Y hablando de Troyas. Todo fue culpa del padre, de Manuel Antonio, el Tonete, progenitor del lechero de Higinia, que las palmó sin haberlo reconocido, y el Lorenzo estuvo a punto de morir en el arroyo, porque su mamá, Ángela, lo que menos necesitaba era un rorro, precisamente cuando el Loren asomó un cogollito de pelo negro grasiento por donde nacen los niños. En ese preciso momento la Gela se cagaba, entre ayes, ay, ay, ay, en todos los santos, diciendo llevaros a eso de mi vista, pues lo único que ha hecho es joderme, como el cabrito de su padre. Total, Lorenzo nació con la cruz en la frente.
Una amiga de la Gela se lo llevó a Sevilla, con el fin de colocarlo, porque tenía un corazón de oro, o mejor dicho, con el relleno que dicen tiene el de la sagrada familia. Tanta bondad y buena fe la condujo al Palmar de Troya, guiada por un tal Juan Izquierdo, sujeto avisado que llegó a ser medio obispo de un tinglado espíritu-religioso. Gustaba de presentarse en público emulando a José (Juan), María (Gela), y el Niño (Lorenzo). Cuando la Guardia Civil vino un día exigiendo papeles, Loren quedó asentado con el nombre de Lorenzo de Troya, y de ahí el Helena de Troya.
Lo del nombre pasó desapercibido hasta que en la escuela un maestro, que había asistido a las clases de Agustín García Calvo en la Universidad de Sevilla, buen conocedor de la literatura clásica, levantó la liebre. De nuevo ardió Troya, porque la Helena dijo que nanay de guerras y complicaciones, y trazó con tino seguro su genealogía, de Higinia a los anuncios de la Rubinstein, una mujer que nunca envejecía, nunca se la conoció ningún lío, y que se la podía conocer mirando un retrato suyo en el escaparate de la farmacia de la plaza mayor. La cosa quedó ahí, únicamente el lechuguino, que una vez al mes peregrinaba a cierto piso de la calle de la Ballesta de Madrid a tomar clases de alemán del maestro García Calvo, cuando pasaba lista, tras leer Helena de Troya levantaba la cara hacia ella con una media risita; la alumna se decía para sí: vaya cara de gilipollas que pones, macho.

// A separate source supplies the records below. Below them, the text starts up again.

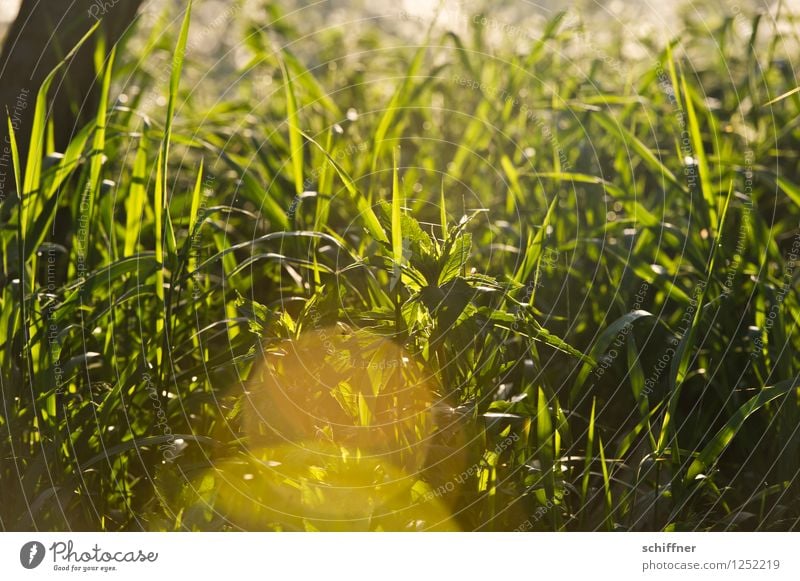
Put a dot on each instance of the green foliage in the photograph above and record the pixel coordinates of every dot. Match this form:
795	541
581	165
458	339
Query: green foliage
607	310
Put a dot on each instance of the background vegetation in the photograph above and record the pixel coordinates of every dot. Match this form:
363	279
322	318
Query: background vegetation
591	257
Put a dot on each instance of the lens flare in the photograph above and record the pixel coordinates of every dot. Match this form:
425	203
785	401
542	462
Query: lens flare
338	426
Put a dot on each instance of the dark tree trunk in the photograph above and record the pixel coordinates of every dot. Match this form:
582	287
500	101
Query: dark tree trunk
40	37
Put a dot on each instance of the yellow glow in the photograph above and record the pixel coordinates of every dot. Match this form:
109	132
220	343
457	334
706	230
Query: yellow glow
338	425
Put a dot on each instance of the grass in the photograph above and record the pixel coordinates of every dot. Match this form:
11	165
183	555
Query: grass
589	277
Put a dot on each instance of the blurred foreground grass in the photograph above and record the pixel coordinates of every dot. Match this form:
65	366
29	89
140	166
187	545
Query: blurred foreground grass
590	262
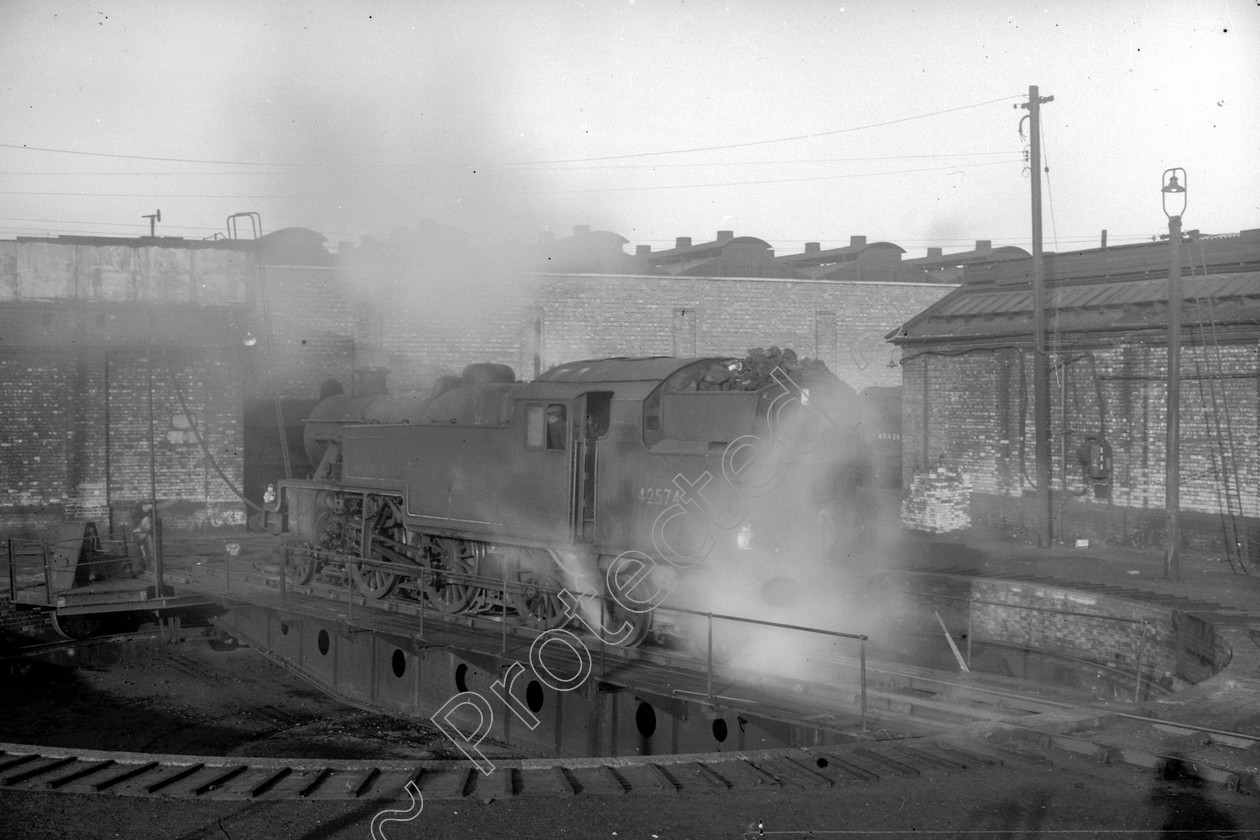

Con tales antecedentes nadie se sorprenderá de saber que Helena de Troya acabó siendo oficial de aduanas, destinada en la frontera hispano-francesa. El trabajo era fácil; sólo cuando había alarma de droga, un día sí y otro también, o de atraco en un banco próximo a la divisoria, se complicaba la cosa; la verdad, los franceses le tienen miedo hasta a su sombra, y les gusta sacar la autoridad, especialmente a los polis de intervención rápida, los fardones que van vestidos a lo estarwars. Desempeñaba sus funciones emparejada con un compañero francés, Héctor Fournier, un rubito de ojos azules bastante majete, agradaba verlo con su uniforme bien planchado. Desde el primer día que les presentaron, Helena a partir de ahora trabajaremos en pareja, un aduanero español con uno francés, se cayeron bien, ella incluso dijo: encantada. Notó enseguida que Héctor la prestaba poca atención, y que ninguna postura, inclinarse hacia delante para que el culito quedara bien levantado, los infalibles, según la revista Cosmopolita, puñetacitos en el pecho (le faltaban los pelazos negros) para excitar al macho, o arrastrarle por el brazo para que perdiera el equilibrio y tuviera que agarrarse a algo sólido, nada. Héctor sonreía como los políticos, sin sentir ni frío ni calor.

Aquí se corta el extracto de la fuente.